À la recherche d’une solution solidaire
De l’avant-projet à sa concrétisation, il reste toutefois de nombreuses étapes à franchir. « Des études cartographiques sont en cours pour identifier les zones d’implantation possibles du stockage, c’est à dire là où du foncier serait disponible et proche des réseaux d’irrigation », poursuit Yannick Régnier. L’association Biovallée a d’ores et déjà initié un partenariat avec la chambre d’agriculture et le syndicat d’irrigation drômois (SID) sur ces questions. « Sur le secteur Crest-Sud [où la question de la ressource en eau pour irriguer les cultures est la plus prégnante, ndlr], nous avons interpellé le monde agricole. Les agriculteurs qui ont vécu des situations compliquées ces dernières années par rapport à l’eau ont conscience qu’ils doivent trouver une solution solidaire et assurantielle », précise le directeur de Biovallée. Parmi eux, Ludwig Blanc, agriculteur à Chabrillan, qui suit attentivement le travail mené sur la REUT. « Nous avons besoin d’eau pour valoriser des exploitations de taille moyenne sur notre secteur et on se doit de réfléchir à toutes les solutions. Cet été, nous nous sommes rencontrés sur le terrain pour essayer de trouver des sites qui répondraient à ce besoin de stockage d’eau et qui ne pénalisent pas le foncier agricole, confirme-t-il. J’espère que ce projet pourra voir le jour vu l’urgence de nos problématiques d’approvisionnement en eau. »

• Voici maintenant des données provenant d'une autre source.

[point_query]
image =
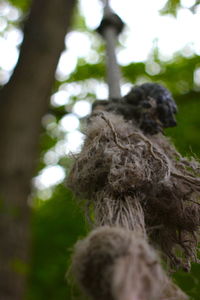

Bientôt un arrêté sur l’irrigation ?
« L’association n’a pas vocation à être maître d’ouvrage de ce projet de REUT, soulignent Yannick Régnier et Philippe Lagrange. Nous sommes au service des acteurs qui s’engagent pour la transition écologique. Notre mission, c’est la diplomatie de projet, c’est à dire mettre autour de la table des gens moteurs et que chaque acteur se saisisse de ce qui relève de ses compétences. » Reste à savoir comment les équipements nécessaires à la REUT pourraient être financés en vallée de la Drôme et surtout si ce ou ces projets pourraient obtenir rapidement l’aval des services de l’État.
Fin août, le Gouvernement a annoncé la publication d’un arrêté cadre « simplifiant les procédures de réutilisation des eaux usées traitées » dans l’objectif de « multiplier par dix le volume d’eaux usées traitées réutilisé pour d’autres usages d’ici 2030 ». Mais, si ce décret « chapeau » est bien paru au journal officiel le 29 août dernier, l’arrêté ministériel précisant les seuils et conditions d’utilisation pour les usages agricoles n’est pas encore sorti. C’est lui qui ouvrira réellement le champ des possibles.
Sophie Sabot
1 Ces besoins ont été estimés à 8 millions de m³ par an en moyenne. Source : étude prospective « Sage Drôme 2050 » à partir des données OUGC.
2 La STEU d’Allex gère les eaux résiduaires urbaines (ERU) d’Allex-Grâne et les eaux résiduaires industrielles (ERI) de l’entreprise agroalimentaire Charles&Alice.
3 Le financement des différentes études a été assuré à 50 % par le contrat « Territoires d’innovation » et complété par le Département de la Drôme, les pépinières Veauvy, l’entreprise Veolia, l’entreprise ADP Group.
À l’origine du projet
« Ce projet est né de la rencontre entre l’un de nos administrateurs de l’époque, Jérôme Veauvy, pépiniériste à Crest, avec Pascal Molle, directeur de recherche à l’Inrae* et spécialiste du traitement des eaux urbaines et de leur valorisation », rappelle Yannick Régnier, directeur de Biovallée. Très vite, la société Ecofilae - bureau d’étude spécialisé dans la construction de boucles de réutilisation des eaux usées « rentables et sécurisées » - a été associée à la réflexion. Si l’association Biovallée gère ce dossier via le contrat « Territoires d’innovation » dont elle est lauréate, « la gouvernance repose également sur le syndicat mixte de la rivière Drôme (SMRD) et l’Inrae », insiste Yannick Régnier.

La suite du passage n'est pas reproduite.